Drill an end to end incident

Decide on a hypothetical incident scenario, e.g. “GOV.UK is down”. Walk through the incident management guidance. Use common sense when following the steps (i.e. don’t actually publish an incident to Statuspage or email stakeholders).

Deploy from AWS CodeCommit when Github is unavailable

Choose an app and decide on an old release tag or branch to deploy. Follow the Deploying from AWS CodeCommit instructions in the Integration or Staging environment.

Run a Terraform plan

Follow the Deploy Terraform instructions, picking a project at random. You can run this in any environment, as you’re only running plan - not apply - so shouldn’t be making any changes.

Update homepage promotion slots

Follow the Update homepage promotion slots instructions, using an appropriate image and text. Do this on Integration or Staging.

Use a restored database in an app

Follow the Restore an RDS instance via the AWS CLI instructions for an app of your choice, on Integration or Staging.
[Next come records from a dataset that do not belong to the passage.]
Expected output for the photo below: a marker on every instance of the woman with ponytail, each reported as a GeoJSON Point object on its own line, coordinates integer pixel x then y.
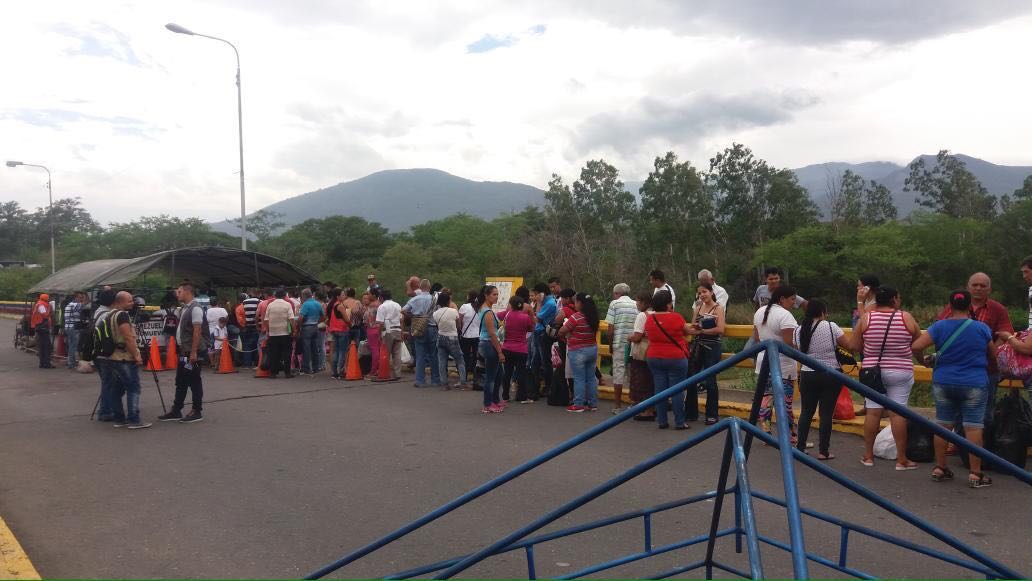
{"type": "Point", "coordinates": [490, 347]}
{"type": "Point", "coordinates": [817, 337]}
{"type": "Point", "coordinates": [884, 335]}
{"type": "Point", "coordinates": [582, 351]}
{"type": "Point", "coordinates": [774, 322]}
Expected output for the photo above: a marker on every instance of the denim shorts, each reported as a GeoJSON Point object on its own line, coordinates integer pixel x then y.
{"type": "Point", "coordinates": [965, 400]}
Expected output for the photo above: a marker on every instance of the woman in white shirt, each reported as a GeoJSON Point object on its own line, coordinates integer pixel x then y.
{"type": "Point", "coordinates": [775, 322]}
{"type": "Point", "coordinates": [817, 337]}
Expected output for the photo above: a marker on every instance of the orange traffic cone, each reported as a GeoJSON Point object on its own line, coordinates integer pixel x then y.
{"type": "Point", "coordinates": [354, 369]}
{"type": "Point", "coordinates": [226, 361]}
{"type": "Point", "coordinates": [259, 372]}
{"type": "Point", "coordinates": [154, 361]}
{"type": "Point", "coordinates": [171, 357]}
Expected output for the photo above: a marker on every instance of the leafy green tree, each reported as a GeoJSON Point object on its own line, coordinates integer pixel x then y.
{"type": "Point", "coordinates": [676, 228]}
{"type": "Point", "coordinates": [949, 189]}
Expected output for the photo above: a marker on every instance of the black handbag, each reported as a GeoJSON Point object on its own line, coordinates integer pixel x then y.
{"type": "Point", "coordinates": [871, 377]}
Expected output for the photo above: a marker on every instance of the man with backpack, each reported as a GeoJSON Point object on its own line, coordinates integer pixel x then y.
{"type": "Point", "coordinates": [193, 337]}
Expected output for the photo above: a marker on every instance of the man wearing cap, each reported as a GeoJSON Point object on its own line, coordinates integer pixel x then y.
{"type": "Point", "coordinates": [41, 322]}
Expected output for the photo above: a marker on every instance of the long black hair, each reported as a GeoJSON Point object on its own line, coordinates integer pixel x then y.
{"type": "Point", "coordinates": [589, 310]}
{"type": "Point", "coordinates": [814, 309]}
{"type": "Point", "coordinates": [782, 291]}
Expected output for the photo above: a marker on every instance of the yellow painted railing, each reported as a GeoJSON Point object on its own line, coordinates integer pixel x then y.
{"type": "Point", "coordinates": [921, 373]}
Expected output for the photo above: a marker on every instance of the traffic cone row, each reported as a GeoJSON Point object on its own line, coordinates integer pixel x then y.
{"type": "Point", "coordinates": [354, 369]}
{"type": "Point", "coordinates": [226, 361]}
{"type": "Point", "coordinates": [171, 358]}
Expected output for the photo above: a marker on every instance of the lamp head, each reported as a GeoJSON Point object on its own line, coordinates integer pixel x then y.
{"type": "Point", "coordinates": [179, 29]}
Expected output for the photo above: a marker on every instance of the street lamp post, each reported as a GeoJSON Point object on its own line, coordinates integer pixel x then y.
{"type": "Point", "coordinates": [239, 122]}
{"type": "Point", "coordinates": [50, 195]}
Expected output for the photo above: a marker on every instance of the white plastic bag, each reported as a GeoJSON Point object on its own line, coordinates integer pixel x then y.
{"type": "Point", "coordinates": [884, 446]}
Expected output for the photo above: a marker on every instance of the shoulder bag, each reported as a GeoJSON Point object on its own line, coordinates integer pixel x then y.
{"type": "Point", "coordinates": [871, 377]}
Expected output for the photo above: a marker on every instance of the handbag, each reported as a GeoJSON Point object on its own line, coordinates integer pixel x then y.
{"type": "Point", "coordinates": [871, 377]}
{"type": "Point", "coordinates": [1013, 364]}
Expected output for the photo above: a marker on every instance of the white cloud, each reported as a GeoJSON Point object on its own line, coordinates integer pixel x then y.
{"type": "Point", "coordinates": [139, 121]}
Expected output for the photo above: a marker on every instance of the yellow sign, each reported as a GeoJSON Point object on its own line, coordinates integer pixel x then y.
{"type": "Point", "coordinates": [507, 286]}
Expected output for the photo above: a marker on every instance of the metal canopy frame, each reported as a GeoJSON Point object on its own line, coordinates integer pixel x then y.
{"type": "Point", "coordinates": [738, 440]}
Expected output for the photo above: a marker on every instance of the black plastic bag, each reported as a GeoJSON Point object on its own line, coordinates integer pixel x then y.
{"type": "Point", "coordinates": [920, 444]}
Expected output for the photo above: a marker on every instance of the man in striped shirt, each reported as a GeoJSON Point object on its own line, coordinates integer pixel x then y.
{"type": "Point", "coordinates": [621, 315]}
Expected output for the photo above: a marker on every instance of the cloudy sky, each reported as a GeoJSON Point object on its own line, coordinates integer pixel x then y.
{"type": "Point", "coordinates": [138, 121]}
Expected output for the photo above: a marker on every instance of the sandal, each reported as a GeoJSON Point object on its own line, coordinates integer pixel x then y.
{"type": "Point", "coordinates": [944, 474]}
{"type": "Point", "coordinates": [979, 480]}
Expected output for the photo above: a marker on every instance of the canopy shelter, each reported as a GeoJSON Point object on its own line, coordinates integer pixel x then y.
{"type": "Point", "coordinates": [210, 266]}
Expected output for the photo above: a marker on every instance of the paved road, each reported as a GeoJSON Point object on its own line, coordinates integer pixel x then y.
{"type": "Point", "coordinates": [286, 475]}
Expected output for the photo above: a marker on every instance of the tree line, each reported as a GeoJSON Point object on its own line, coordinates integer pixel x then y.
{"type": "Point", "coordinates": [733, 217]}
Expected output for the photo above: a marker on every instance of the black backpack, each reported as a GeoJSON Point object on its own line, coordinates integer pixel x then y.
{"type": "Point", "coordinates": [100, 343]}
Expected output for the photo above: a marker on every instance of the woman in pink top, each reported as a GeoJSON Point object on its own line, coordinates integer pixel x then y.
{"type": "Point", "coordinates": [518, 323]}
{"type": "Point", "coordinates": [884, 334]}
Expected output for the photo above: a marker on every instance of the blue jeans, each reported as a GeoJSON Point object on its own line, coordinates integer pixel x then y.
{"type": "Point", "coordinates": [666, 374]}
{"type": "Point", "coordinates": [585, 384]}
{"type": "Point", "coordinates": [71, 344]}
{"type": "Point", "coordinates": [310, 348]}
{"type": "Point", "coordinates": [250, 341]}
{"type": "Point", "coordinates": [449, 346]}
{"type": "Point", "coordinates": [486, 350]}
{"type": "Point", "coordinates": [341, 344]}
{"type": "Point", "coordinates": [426, 352]}
{"type": "Point", "coordinates": [106, 382]}
{"type": "Point", "coordinates": [126, 381]}
{"type": "Point", "coordinates": [964, 401]}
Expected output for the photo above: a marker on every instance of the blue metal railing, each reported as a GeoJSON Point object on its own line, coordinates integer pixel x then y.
{"type": "Point", "coordinates": [736, 451]}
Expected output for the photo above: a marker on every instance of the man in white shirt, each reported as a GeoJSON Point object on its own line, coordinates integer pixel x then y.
{"type": "Point", "coordinates": [658, 282]}
{"type": "Point", "coordinates": [389, 321]}
{"type": "Point", "coordinates": [718, 292]}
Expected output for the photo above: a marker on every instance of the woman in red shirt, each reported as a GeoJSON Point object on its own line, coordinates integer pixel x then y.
{"type": "Point", "coordinates": [667, 355]}
{"type": "Point", "coordinates": [517, 323]}
{"type": "Point", "coordinates": [582, 351]}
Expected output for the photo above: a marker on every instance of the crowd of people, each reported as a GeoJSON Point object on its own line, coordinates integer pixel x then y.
{"type": "Point", "coordinates": [545, 340]}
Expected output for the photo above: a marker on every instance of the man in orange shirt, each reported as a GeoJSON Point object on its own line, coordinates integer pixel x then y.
{"type": "Point", "coordinates": [41, 322]}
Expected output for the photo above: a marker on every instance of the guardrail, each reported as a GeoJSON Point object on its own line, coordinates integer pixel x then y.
{"type": "Point", "coordinates": [921, 373]}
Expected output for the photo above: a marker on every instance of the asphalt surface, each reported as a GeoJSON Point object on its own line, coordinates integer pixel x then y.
{"type": "Point", "coordinates": [284, 476]}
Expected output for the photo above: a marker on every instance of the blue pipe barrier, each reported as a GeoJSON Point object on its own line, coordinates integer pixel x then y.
{"type": "Point", "coordinates": [787, 467]}
{"type": "Point", "coordinates": [736, 450]}
{"type": "Point", "coordinates": [580, 501]}
{"type": "Point", "coordinates": [1001, 570]}
{"type": "Point", "coordinates": [744, 498]}
{"type": "Point", "coordinates": [528, 543]}
{"type": "Point", "coordinates": [999, 463]}
{"type": "Point", "coordinates": [535, 462]}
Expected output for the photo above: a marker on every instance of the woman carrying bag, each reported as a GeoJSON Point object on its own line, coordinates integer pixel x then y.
{"type": "Point", "coordinates": [707, 327]}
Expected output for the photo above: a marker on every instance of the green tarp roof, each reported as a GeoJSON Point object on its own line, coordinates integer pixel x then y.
{"type": "Point", "coordinates": [214, 266]}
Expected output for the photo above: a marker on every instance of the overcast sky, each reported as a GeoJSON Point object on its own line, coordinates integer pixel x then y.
{"type": "Point", "coordinates": [139, 121]}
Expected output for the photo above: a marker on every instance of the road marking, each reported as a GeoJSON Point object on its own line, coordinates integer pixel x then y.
{"type": "Point", "coordinates": [13, 562]}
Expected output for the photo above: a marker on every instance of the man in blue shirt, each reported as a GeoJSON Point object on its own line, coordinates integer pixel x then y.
{"type": "Point", "coordinates": [311, 315]}
{"type": "Point", "coordinates": [542, 360]}
{"type": "Point", "coordinates": [424, 333]}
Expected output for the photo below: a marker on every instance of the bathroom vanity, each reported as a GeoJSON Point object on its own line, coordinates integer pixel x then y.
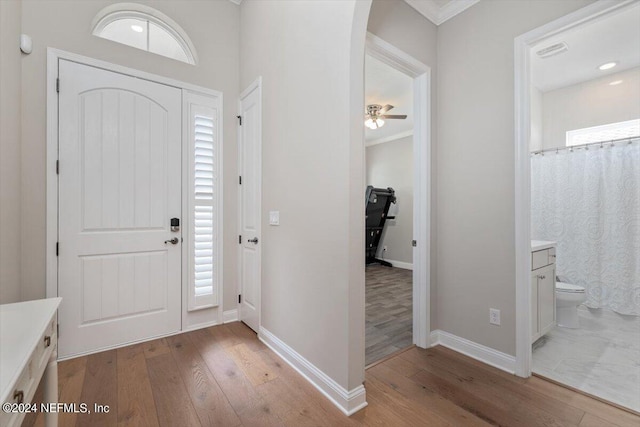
{"type": "Point", "coordinates": [543, 286]}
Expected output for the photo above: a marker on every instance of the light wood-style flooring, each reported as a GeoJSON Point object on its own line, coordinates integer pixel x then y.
{"type": "Point", "coordinates": [388, 311]}
{"type": "Point", "coordinates": [224, 376]}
Force failover to GOV.UK mirror and Emergency publishing using the GOV.UK mirror

  1. Warn in #govuk-2ndline-tech that you’re about to do this, as it will lead to a spike in alerts and will also break continuous deployment for a while (due to Smokey failures).
  2. Follow the Forcing failover to the GOV.UK mirrors instructions on Integration or Staging.
  3. To verify that it worked, visit a page at random and purge the page from cache. Reload the page, to see the ‘mirrored’ version of the content. NB: you wouldn’t do this in a real incident, as we’d want to serve Fastly’s cached version for as long as possible.
  4. Undo your changes to have Nginx handling requests again.
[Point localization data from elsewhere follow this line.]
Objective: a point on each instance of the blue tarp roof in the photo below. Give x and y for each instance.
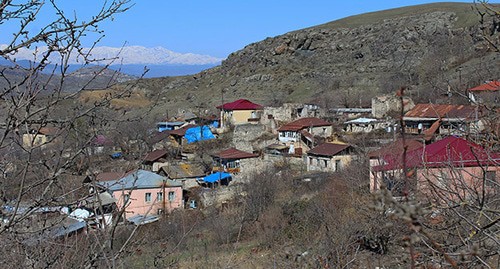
(195, 134)
(216, 177)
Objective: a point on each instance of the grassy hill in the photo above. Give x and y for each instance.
(346, 62)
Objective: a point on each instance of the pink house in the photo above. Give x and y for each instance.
(144, 193)
(448, 170)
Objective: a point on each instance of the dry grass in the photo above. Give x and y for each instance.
(117, 99)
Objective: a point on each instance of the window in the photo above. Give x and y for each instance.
(171, 196)
(147, 197)
(338, 165)
(491, 178)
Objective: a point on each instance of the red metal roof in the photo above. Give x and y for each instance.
(241, 104)
(489, 86)
(234, 154)
(451, 151)
(328, 149)
(441, 111)
(304, 123)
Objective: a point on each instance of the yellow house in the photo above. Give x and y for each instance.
(239, 112)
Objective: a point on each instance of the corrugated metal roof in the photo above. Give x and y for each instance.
(304, 123)
(234, 154)
(183, 170)
(489, 86)
(182, 131)
(434, 111)
(140, 179)
(328, 149)
(241, 104)
(451, 151)
(155, 155)
(395, 148)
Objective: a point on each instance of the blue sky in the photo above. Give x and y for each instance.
(219, 27)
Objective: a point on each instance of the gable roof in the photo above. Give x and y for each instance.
(182, 131)
(304, 123)
(155, 155)
(234, 154)
(450, 151)
(395, 149)
(241, 104)
(489, 86)
(433, 111)
(183, 170)
(140, 179)
(328, 149)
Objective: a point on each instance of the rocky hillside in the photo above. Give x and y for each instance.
(346, 62)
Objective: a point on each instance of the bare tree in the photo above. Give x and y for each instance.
(45, 130)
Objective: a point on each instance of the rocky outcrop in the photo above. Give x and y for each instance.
(335, 65)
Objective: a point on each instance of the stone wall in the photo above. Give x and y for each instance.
(383, 106)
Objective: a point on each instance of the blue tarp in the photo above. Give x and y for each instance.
(198, 133)
(216, 177)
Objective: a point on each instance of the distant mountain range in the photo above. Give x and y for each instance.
(132, 60)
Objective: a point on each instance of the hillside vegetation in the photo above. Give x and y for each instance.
(346, 62)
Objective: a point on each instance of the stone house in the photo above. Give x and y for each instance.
(302, 134)
(329, 157)
(239, 112)
(450, 169)
(390, 105)
(234, 161)
(431, 119)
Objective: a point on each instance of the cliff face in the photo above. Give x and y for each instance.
(349, 61)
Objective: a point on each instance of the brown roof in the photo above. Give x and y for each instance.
(234, 154)
(182, 131)
(395, 148)
(328, 149)
(48, 130)
(304, 123)
(183, 170)
(155, 155)
(107, 176)
(441, 111)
Drill logging into accounts

Make sure you can log into the following accounts:

  1. Your individual Fastly account
  2. Your individual Statuspage account
  3. Your individual Logit account
  4. Shared Heroku account
  5. Shared CKAN account
  6. Shared Rubygems account
  7. Shared NPM account

Drill how to communicate when Slack is down

Ensure you know how to communicate with your 2nd line colleagues if Slack is unavailable. See “If Slack is unavailable” for details.

Drill scaling up number of workers

In preparation for a spike in traffic, you can increase the number of unicorn workers for an app. See established connections exceeded for details.
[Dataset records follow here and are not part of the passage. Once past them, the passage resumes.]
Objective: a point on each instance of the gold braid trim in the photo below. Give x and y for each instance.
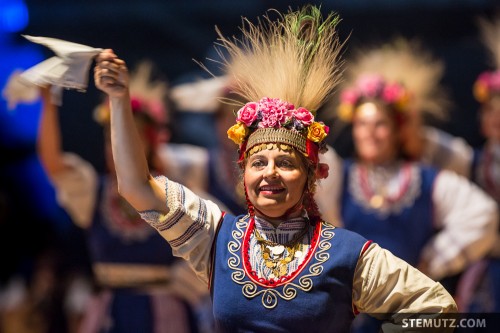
(276, 135)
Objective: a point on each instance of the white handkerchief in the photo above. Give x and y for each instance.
(69, 68)
(19, 91)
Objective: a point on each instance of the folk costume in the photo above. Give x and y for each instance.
(418, 212)
(140, 286)
(304, 274)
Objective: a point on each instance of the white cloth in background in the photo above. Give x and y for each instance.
(68, 69)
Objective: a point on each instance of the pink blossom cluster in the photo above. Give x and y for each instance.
(274, 113)
(373, 87)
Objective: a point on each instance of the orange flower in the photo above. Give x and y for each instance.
(316, 132)
(237, 133)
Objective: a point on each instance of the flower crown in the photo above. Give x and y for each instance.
(372, 87)
(486, 85)
(272, 120)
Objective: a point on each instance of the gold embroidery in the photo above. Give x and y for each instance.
(277, 256)
(270, 296)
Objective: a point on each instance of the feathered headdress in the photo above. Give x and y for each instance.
(487, 83)
(400, 73)
(286, 68)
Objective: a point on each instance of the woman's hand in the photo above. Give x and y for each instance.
(111, 74)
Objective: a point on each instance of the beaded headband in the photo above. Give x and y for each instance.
(272, 120)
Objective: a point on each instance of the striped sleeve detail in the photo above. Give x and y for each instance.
(187, 214)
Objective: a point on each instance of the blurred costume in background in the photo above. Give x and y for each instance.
(211, 96)
(435, 219)
(140, 285)
(408, 62)
(480, 286)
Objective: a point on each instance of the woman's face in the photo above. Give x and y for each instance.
(374, 134)
(275, 181)
(490, 119)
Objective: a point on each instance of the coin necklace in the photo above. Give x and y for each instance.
(277, 256)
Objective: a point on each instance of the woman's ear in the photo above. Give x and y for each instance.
(322, 171)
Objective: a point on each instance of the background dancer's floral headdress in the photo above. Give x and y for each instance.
(149, 100)
(399, 73)
(287, 69)
(487, 83)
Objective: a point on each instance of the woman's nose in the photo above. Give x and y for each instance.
(270, 171)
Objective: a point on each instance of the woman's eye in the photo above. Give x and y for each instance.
(286, 164)
(258, 163)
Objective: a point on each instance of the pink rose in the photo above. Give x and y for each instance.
(248, 113)
(495, 81)
(304, 116)
(392, 92)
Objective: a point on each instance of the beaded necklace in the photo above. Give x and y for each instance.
(277, 256)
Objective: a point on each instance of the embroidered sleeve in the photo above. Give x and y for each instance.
(384, 285)
(189, 226)
(467, 218)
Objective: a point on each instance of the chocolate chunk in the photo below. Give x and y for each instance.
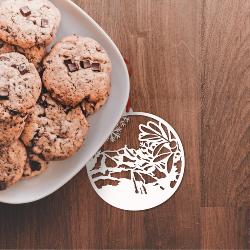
(4, 58)
(35, 166)
(96, 67)
(43, 103)
(3, 185)
(1, 44)
(44, 23)
(25, 11)
(23, 69)
(14, 66)
(72, 66)
(14, 112)
(4, 93)
(85, 64)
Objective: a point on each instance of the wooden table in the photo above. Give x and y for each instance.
(191, 66)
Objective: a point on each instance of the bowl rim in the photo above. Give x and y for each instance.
(74, 172)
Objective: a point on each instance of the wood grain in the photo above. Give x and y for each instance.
(190, 62)
(225, 138)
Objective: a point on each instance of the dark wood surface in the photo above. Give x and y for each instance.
(191, 66)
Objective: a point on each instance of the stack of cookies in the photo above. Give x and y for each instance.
(45, 96)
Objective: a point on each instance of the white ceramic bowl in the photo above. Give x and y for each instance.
(75, 20)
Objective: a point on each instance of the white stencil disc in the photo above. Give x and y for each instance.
(140, 166)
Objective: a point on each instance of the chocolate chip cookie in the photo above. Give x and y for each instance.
(20, 87)
(78, 70)
(12, 162)
(35, 54)
(34, 166)
(11, 126)
(20, 83)
(53, 131)
(28, 23)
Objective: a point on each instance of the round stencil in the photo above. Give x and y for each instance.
(141, 165)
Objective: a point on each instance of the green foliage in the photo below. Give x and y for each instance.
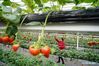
(6, 2)
(30, 5)
(11, 30)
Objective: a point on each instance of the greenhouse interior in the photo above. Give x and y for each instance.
(49, 32)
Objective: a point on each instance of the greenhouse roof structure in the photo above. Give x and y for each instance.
(88, 15)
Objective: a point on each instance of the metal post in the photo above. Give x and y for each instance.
(77, 40)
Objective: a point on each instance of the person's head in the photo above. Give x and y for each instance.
(62, 39)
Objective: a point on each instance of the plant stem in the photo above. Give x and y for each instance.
(41, 36)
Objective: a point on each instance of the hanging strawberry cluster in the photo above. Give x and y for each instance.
(40, 47)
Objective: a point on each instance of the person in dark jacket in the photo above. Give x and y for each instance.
(61, 46)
Pick an application and drill scaling up the number of workers - see example.

You can create a branch of govuk-puppet and deploy that branch to Integration to see the unicorn worker change take effect. Delete the branch and re-deploy the latest release of Puppet when you’re done.

Drill enabling a code freeze

Choose a continuously-deployed app where you can make a meaningful change to the default branch, e.g. fixing a typo, or merging a Dependabot PR.

Either before merging the change, or part way through the continuous deployment process, follow the instructions for implementing a deploy freeze for that app.

Follow the deployment pipeline in Jenkins. Confirm that no further environment deployments are triggered. For example, if you implemented the deploy freeze just after the app was deployed to Staging, confirm that the app was then not automatically deployed to Production.

Remove the code freeze, then manually push the changes to all remaining environments so that they’re in sync.